Sunday, April 3, 2011

a bald wig for the jack the ripper who sits at the head of the chamber of commerce

oh the unnerving raggedness of a true hangover.

i feel a bit messy right now--was a waste of space of friday--then saturday was out and about till midnight--hadn't been home for two days when i put my head on the pillow last night and truly appreciated the words 'home sweet home'. that put aside now i am slightly more rested, still a bit disoriented though, had a cup or two of tea and tried to get back on my feet for i have--as always--loads to do for the rest of the day.

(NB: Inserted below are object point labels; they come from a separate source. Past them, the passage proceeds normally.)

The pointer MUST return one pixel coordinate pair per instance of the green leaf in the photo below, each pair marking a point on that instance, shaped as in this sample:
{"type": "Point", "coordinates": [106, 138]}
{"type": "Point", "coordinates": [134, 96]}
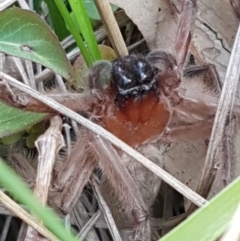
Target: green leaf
{"type": "Point", "coordinates": [37, 5]}
{"type": "Point", "coordinates": [84, 25]}
{"type": "Point", "coordinates": [211, 221]}
{"type": "Point", "coordinates": [74, 31]}
{"type": "Point", "coordinates": [18, 189]}
{"type": "Point", "coordinates": [24, 34]}
{"type": "Point", "coordinates": [13, 120]}
{"type": "Point", "coordinates": [92, 10]}
{"type": "Point", "coordinates": [57, 20]}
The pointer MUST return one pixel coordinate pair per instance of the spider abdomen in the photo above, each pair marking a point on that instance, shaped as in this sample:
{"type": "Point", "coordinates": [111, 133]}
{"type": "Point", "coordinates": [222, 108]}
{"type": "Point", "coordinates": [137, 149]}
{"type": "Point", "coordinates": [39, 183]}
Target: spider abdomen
{"type": "Point", "coordinates": [137, 121]}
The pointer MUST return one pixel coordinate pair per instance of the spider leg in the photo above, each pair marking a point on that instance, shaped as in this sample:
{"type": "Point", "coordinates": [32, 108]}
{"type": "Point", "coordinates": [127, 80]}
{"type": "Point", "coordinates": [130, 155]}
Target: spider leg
{"type": "Point", "coordinates": [183, 36]}
{"type": "Point", "coordinates": [125, 189]}
{"type": "Point", "coordinates": [201, 129]}
{"type": "Point", "coordinates": [75, 174]}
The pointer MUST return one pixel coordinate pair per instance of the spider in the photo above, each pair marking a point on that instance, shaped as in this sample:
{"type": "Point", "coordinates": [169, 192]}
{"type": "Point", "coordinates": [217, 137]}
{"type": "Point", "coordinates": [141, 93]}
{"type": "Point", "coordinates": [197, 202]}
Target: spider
{"type": "Point", "coordinates": [137, 99]}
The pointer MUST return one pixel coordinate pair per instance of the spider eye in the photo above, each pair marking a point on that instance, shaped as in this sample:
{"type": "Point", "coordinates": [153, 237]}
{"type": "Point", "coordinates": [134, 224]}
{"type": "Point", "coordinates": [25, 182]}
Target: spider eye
{"type": "Point", "coordinates": [132, 76]}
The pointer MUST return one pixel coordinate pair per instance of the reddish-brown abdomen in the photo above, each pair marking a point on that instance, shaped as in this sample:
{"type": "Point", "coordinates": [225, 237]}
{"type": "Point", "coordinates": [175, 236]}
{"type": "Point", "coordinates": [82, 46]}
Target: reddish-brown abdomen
{"type": "Point", "coordinates": [137, 121]}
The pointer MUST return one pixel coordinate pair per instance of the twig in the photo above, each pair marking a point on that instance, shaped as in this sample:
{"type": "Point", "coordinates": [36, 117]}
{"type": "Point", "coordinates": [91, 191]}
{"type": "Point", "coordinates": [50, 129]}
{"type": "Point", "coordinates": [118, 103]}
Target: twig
{"type": "Point", "coordinates": [106, 212]}
{"type": "Point", "coordinates": [48, 145]}
{"type": "Point", "coordinates": [225, 107]}
{"type": "Point", "coordinates": [111, 26]}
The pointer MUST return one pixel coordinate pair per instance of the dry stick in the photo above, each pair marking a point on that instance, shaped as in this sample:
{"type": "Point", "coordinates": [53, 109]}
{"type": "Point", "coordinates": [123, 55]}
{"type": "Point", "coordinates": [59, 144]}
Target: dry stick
{"type": "Point", "coordinates": [225, 107]}
{"type": "Point", "coordinates": [172, 181]}
{"type": "Point", "coordinates": [233, 233]}
{"type": "Point", "coordinates": [48, 145]}
{"type": "Point", "coordinates": [111, 26]}
{"type": "Point", "coordinates": [26, 217]}
{"type": "Point", "coordinates": [106, 212]}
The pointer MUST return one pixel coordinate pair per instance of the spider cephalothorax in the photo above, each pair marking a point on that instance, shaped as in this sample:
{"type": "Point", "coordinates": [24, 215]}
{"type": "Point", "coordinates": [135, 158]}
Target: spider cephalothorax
{"type": "Point", "coordinates": [132, 77]}
{"type": "Point", "coordinates": [135, 99]}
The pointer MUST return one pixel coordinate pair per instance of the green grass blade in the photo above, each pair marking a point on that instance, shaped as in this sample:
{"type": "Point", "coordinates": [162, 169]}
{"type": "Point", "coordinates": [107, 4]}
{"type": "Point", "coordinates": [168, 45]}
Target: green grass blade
{"type": "Point", "coordinates": [84, 24]}
{"type": "Point", "coordinates": [57, 20]}
{"type": "Point", "coordinates": [209, 222]}
{"type": "Point", "coordinates": [71, 26]}
{"type": "Point", "coordinates": [17, 188]}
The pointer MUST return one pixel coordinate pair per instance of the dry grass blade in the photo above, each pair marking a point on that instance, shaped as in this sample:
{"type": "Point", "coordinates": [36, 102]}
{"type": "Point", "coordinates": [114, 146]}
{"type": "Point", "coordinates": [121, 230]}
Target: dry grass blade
{"type": "Point", "coordinates": [233, 233]}
{"type": "Point", "coordinates": [89, 225]}
{"type": "Point", "coordinates": [225, 107]}
{"type": "Point", "coordinates": [26, 217]}
{"type": "Point", "coordinates": [48, 145]}
{"type": "Point", "coordinates": [112, 28]}
{"type": "Point", "coordinates": [180, 187]}
{"type": "Point", "coordinates": [106, 211]}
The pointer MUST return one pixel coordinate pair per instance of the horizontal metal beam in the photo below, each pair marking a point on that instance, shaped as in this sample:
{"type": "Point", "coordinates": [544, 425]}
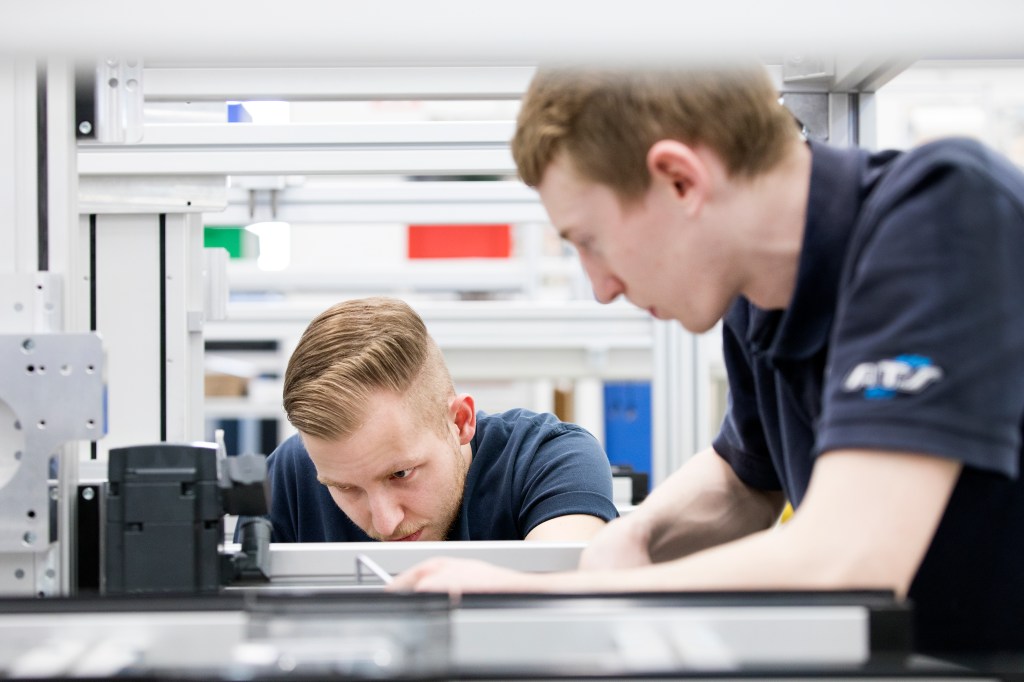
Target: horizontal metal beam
{"type": "Point", "coordinates": [400, 202]}
{"type": "Point", "coordinates": [334, 83]}
{"type": "Point", "coordinates": [383, 148]}
{"type": "Point", "coordinates": [334, 563]}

let's roll it backwards a bit--friday night. it was a weird day--i had about 8 hours free at school which gave me a chance to do about half an hour studying for the test i have later on--a few hours of enjoying the library and doing research on my dear ezra--much to talk about on that as well--and hang out with a dear dear friend for a few hours. but all that takes its toll on your body after some time sleepig a few hours every night and wasting so much energy all through the day. anywho before i forget--single most amazing thing happened to me all my school life--the other day i was enjoying tea with the company of a graceful lovely friend and there we were talking about random things and BOOM comes out a submarine--yes you heard me an effin submarine--out of the waters of the historic bosphorus. i tell you it was the most magnificent most unreal thing to see it emerge out with such greatness and vastness yet so swiftly and unexpectedly--ah it was brilliant. just brilliant.

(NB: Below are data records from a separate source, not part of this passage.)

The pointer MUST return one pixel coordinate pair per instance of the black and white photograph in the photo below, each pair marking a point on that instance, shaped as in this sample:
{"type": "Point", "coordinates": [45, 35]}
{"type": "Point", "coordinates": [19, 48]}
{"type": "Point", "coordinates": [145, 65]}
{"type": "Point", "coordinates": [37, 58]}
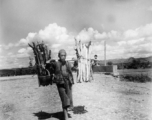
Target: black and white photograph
{"type": "Point", "coordinates": [75, 59]}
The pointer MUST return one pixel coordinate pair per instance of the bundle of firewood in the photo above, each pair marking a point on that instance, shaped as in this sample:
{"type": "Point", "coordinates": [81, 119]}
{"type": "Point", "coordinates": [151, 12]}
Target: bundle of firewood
{"type": "Point", "coordinates": [42, 55]}
{"type": "Point", "coordinates": [84, 61]}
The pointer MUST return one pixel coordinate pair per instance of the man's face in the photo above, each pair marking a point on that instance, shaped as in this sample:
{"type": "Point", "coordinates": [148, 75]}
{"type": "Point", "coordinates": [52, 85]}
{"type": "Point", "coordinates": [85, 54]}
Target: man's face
{"type": "Point", "coordinates": [62, 56]}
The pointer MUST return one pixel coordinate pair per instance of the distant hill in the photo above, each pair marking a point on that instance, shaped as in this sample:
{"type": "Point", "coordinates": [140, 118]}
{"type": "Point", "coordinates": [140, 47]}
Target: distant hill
{"type": "Point", "coordinates": [116, 61]}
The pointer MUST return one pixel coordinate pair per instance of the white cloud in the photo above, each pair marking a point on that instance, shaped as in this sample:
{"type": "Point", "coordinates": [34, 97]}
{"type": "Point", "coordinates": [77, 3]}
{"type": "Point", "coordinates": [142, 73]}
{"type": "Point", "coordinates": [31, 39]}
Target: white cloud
{"type": "Point", "coordinates": [135, 43]}
{"type": "Point", "coordinates": [22, 50]}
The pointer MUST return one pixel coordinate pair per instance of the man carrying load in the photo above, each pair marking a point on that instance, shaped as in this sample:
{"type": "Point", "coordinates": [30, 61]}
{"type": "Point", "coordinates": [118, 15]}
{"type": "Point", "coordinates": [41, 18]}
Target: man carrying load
{"type": "Point", "coordinates": [64, 81]}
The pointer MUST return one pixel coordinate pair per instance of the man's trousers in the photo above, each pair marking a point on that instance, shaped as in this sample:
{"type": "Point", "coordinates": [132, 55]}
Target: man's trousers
{"type": "Point", "coordinates": [65, 93]}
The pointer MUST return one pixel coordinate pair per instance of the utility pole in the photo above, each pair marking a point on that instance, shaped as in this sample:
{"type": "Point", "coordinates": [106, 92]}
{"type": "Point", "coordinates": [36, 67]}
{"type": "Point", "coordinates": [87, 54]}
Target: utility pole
{"type": "Point", "coordinates": [105, 62]}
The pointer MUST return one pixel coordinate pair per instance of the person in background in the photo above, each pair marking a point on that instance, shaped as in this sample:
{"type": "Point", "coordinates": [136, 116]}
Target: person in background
{"type": "Point", "coordinates": [64, 81]}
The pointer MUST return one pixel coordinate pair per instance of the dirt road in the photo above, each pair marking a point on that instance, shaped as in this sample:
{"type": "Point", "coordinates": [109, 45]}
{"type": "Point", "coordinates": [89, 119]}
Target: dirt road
{"type": "Point", "coordinates": [106, 98]}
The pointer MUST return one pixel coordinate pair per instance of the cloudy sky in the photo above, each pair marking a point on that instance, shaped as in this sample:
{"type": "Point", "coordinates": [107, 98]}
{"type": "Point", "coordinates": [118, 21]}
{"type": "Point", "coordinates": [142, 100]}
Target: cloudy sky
{"type": "Point", "coordinates": [126, 25]}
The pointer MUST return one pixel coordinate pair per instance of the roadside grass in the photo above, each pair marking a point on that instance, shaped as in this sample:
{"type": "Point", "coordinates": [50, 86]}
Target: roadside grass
{"type": "Point", "coordinates": [141, 78]}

then friday night was a spontaneous burst of events. met with some highschool friends--weird how we slowly lose interest in things that once were vital--and you feel a bit out of place and even slightly bored. then met with another group of friends where i fell prey to my tendency of drinking a little too much, couple that with the weariness and i was wasted, no need to fight against that. the overwhelming intensity of the drunken mood usually leaves you exhausted the other day. though the stomach nastiness is so not an upside in these things. anyways long time a coming revelation--i won't be drinking that much anymore. no need. go out have fun and hang out with people but try to control your excitement with life.

the best thing about getting drunk though--after dropping my tough love coffee on the street without having the chance for it to sober me up--on my way back there was rain and i was sitting on my favorite side of the dolmus right by the window--and there comes a dylan song then another on my ipod-- then i just turned on all my dylans and man that feeling. that whole reason of being that fullness that magic. fetched out my ezra and though i was way too drunk to even make out the words i looked through the pages and the photos and all that and put it back and closed my eyes--trying to still keep myself awake fearing i would pass out--but made i home safe--drunk--but safe.

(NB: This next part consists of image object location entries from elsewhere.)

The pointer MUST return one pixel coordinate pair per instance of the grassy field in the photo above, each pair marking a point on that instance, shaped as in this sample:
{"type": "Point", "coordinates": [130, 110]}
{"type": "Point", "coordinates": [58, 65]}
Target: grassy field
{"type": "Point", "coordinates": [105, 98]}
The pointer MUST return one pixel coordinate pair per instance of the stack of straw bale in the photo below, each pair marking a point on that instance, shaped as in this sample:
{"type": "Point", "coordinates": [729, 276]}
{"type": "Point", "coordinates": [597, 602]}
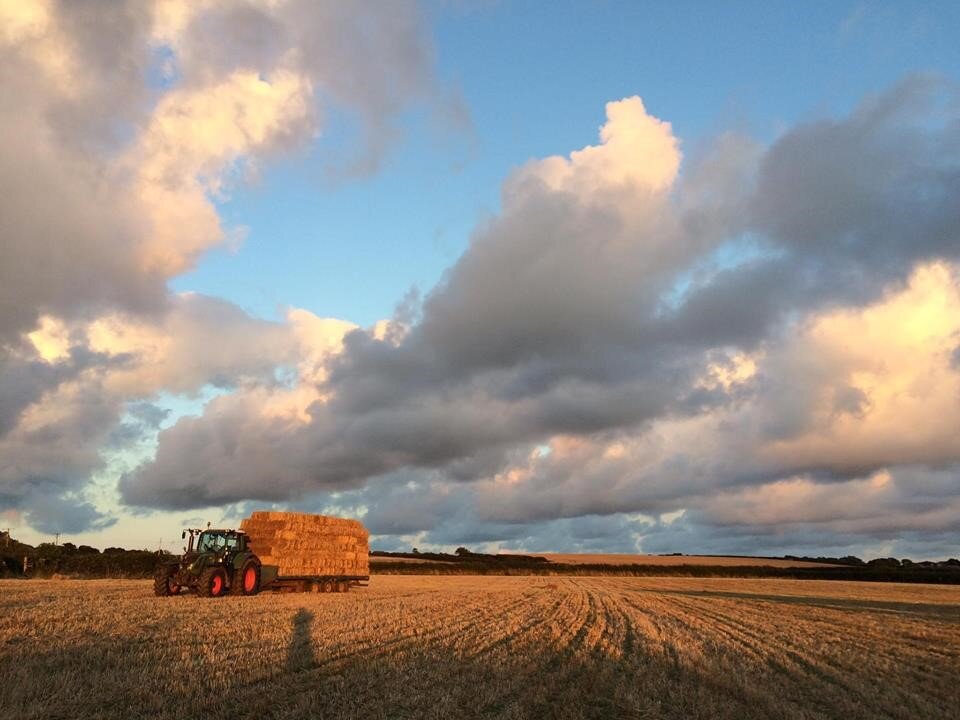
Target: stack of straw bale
{"type": "Point", "coordinates": [303, 544]}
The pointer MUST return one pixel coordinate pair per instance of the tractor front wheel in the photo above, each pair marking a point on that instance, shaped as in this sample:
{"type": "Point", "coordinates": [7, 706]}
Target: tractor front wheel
{"type": "Point", "coordinates": [246, 580]}
{"type": "Point", "coordinates": [213, 583]}
{"type": "Point", "coordinates": [163, 584]}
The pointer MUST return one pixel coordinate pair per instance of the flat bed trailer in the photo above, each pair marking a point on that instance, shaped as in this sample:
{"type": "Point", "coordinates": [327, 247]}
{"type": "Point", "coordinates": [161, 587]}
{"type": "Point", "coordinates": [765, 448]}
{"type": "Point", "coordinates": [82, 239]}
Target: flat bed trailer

anyways so that was how my life was over the last two days. i do have to say though especially a good friend of mine who somehow always comes around when i feel too tired and too dissatisfied with everyone i know and somehow gives me excuses to laugh. the whole group of people on friday that made me laugh my ass off i do owe to them.

ps: oh man greatest urban story--a friend of mine's friend goes out and buys a puppy--but she takes one from the shelter and not from a petshop. anywho they bring the cuteness home and it won't wake up. it breathes and all but no waking up. they finally take it to a vet and guess what--it's a fuckin bear cup. A bear, man. Hybernating. how insane is that story?